Thapa won election from Kathmandu-4 for the third time and this will be his fourth stint as parliamentarian.
Thapa’s claim for the top executive post will definitely make incumbent prime minister and party president Sher Bahadur Deuba uncomfortable. As per the Nepali Congress charter, only the elected leader of the parliamentary party gets to contest for prime minister. Other Congress leaders like Ram Chandra Poudel and Prakash Man Singh could also be prime minister aspirants.
“But Thapa, who comes from the Shekhar Koirala-led rival camp in the party, has to first win the camp’s support,” a Nepali Congress leader said, adding, “It is too early to predict who will be the party’s prime ministerial candidate.”
“First of all, whether the current ruling alliance will remain intact is still uncertain. Second, will the Congress get to lead the government again?” said another NC central working committee leader. “Thapa will be a strong PM candidate in the event of the continuation of the current coalition. But until the final election results are out, all such projections will be premature.”
Thapa said he has already started discussions inside the party to shore up support for his prime ministerial bid. He has the backing of Bishwa Prakash Sharma, another general secretary, and youth leaders like Pradip Poudel. Poudel has already secured a parliamentary berth and Sharma too is headed for a win. Sharma in his Facebook post on Tuesday evening proposed Thapa as parliamentary party leader and prime minister.

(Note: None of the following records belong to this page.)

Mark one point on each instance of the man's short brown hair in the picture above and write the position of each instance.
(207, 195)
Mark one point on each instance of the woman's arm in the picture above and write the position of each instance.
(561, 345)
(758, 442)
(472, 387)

But some political observers say despite popular support and considerable backing, Thapa still faces daunting odds to be prime minister.
“Thapa contested the elections promising his voters that he will become prime minister, so he cannot give up the fight for the top post,” said Puranjan Acharya, a political analyst. “But yes, it won’t be easy.”
Nepali Congress that is contesting 91 first-past-the-post (FPTP) seats out of the total 165, is struggling to wrest the status of single largest party from the CPN-UML.
Nepal Congress, the leader of the ruling coalition, is yet to publicly speak on the complaints of coalition partners on the lack of transfer of Congress votes to their candidates.
“Although we have yet to analyze election results as the full picture is far from complete, frustration with mainstream parties including the Nepali Congress is apparent, especially among young voters,” said Prakash Sharan Mahat, the party spokesperson.
Mahat said young voters want to see rapid national development. As that has not happened, they have expressed their anger through the ballot box.
Some political observers believe Thapa’s joining the race for prime minister alongside such party veterans as Deuba, Poudel and Singh is a good sign.
“Assuming that Thapa has done his homework before declaring himself fit for the top executive post, he should launch a nationwide campaign to shore up support,” said Srikrishna Aniruddha Gautam, a political commentator.
Thapa has two main obstacles to overcome, according to Gautam: one, a strong challenge from within his own party and second, keeping the ruling coalition intact.
Gautam believes Congress would have done better had it heeded the suggestions of the rival camp including Thapa and contested elections alone. In that event, Thapa’s prospects of becoming prime minister would have been stronger.
But now as the election results trickle in, the ruling coalition, which had earlier expected to win a majority, appears to be panicking.
The fear was reflected in the party spokesman’s reaction. “Those who were frustrated with us voted for the Rastriya Swatantra Party in the constituencies where there were no Congress candidates,” said a frustrated Mahat, adding, “Our proportional representation votes were also diverted to the new party.”